La cuestión es qué tiene que ver la dimensión de la ceniza con el poema de Paul Celan. Ceniza, ceniza, ceniza, pone, como si se insistiera en que sólo es ceniza y nada más. Al mismo tiempo esta ofrenda, de la que la ceniza son los restos, se llama holocausto en griego. Y en un poema escrito por un autor alemán judío en 1959 resulta difícil leer «ceniza» y «holocausto» como magnitudes neutras. ¿Pero una lectura así sería una lectura histórica? Invirtamos el problema y preguntemos: ¿con qué otra cosa podrían estar relacionadas la «ceniza» y la herida como «sutura» y «cicatrizada» sino con el Holocausto? ¿Sería reducirlo? En cierto modo sí, porque es precisamente la reducción de este nombre la que el poema con una tremenda fuerza negativa intenta evitar, por la sencilla razón de querer cerrar justo aquello que el poema desea mantener abierto. Pero es exactamente eso, y nada más, lo que ocurre en el poema. Se relaciona con algo muy específico que no puede nombrar, y así alcanza lo específico, lo que rige para el tiempo histórico, y se adentra en las categorías existenciales básicas, entre las que la más importante es la relación entre el lenguaje y la realidad. Sin esa catástrofe en lo humano que fue el Holocausto, el poema seguramente habría podido especular en torno a la diferencia entre palabras y piedras, y haberse movido en torno a la nada de la muerte, pero me resulta difícil creer que pudiera haber rogado en vano a la luz de lo más alto, la luz divina, que resplandeciera.
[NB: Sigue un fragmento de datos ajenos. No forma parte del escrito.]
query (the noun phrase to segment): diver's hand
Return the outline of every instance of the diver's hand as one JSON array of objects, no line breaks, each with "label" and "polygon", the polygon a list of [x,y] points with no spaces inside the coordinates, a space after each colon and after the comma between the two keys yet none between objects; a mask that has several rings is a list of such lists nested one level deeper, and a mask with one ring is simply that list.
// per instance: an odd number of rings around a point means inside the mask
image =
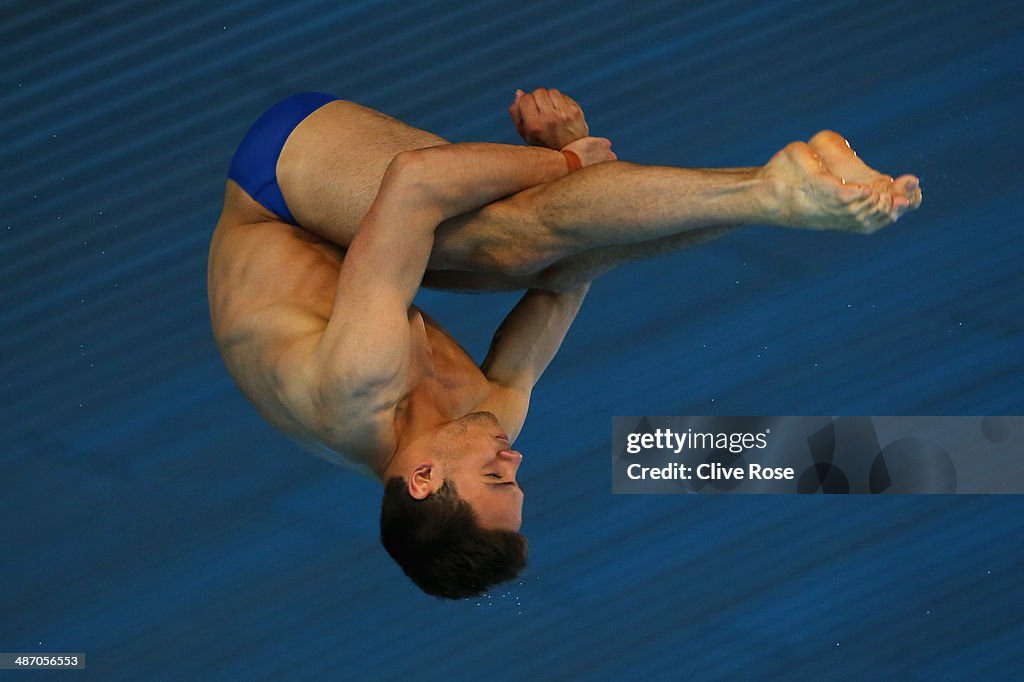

Claro está que «Stretta» no es un ejercicio lingüístico, un ejercicio académico sobre presencia y ausencia, es una elegía y un réquiem por los que murieron, y también por lo que se perdió con su muerte, es decir, el «nosotros». Fue en el propio lenguaje de Celan, su lengua materna, el alemán, en la que los judíos primero fueron separados de su «nosotros» para convertirse en su «ellos», y luego, en los campos de exterminio, en su «eso». A los judíos se les quitó el nombre, en el que no sólo se encontraba su identidad, sino su humanidad, se convirtieron en eso, cuerpos con miembros que se podían contar, pero no nombrar. Se convirtieron en nadie. Luego en nada. Lo único que quedó de ellos fue la ceniza.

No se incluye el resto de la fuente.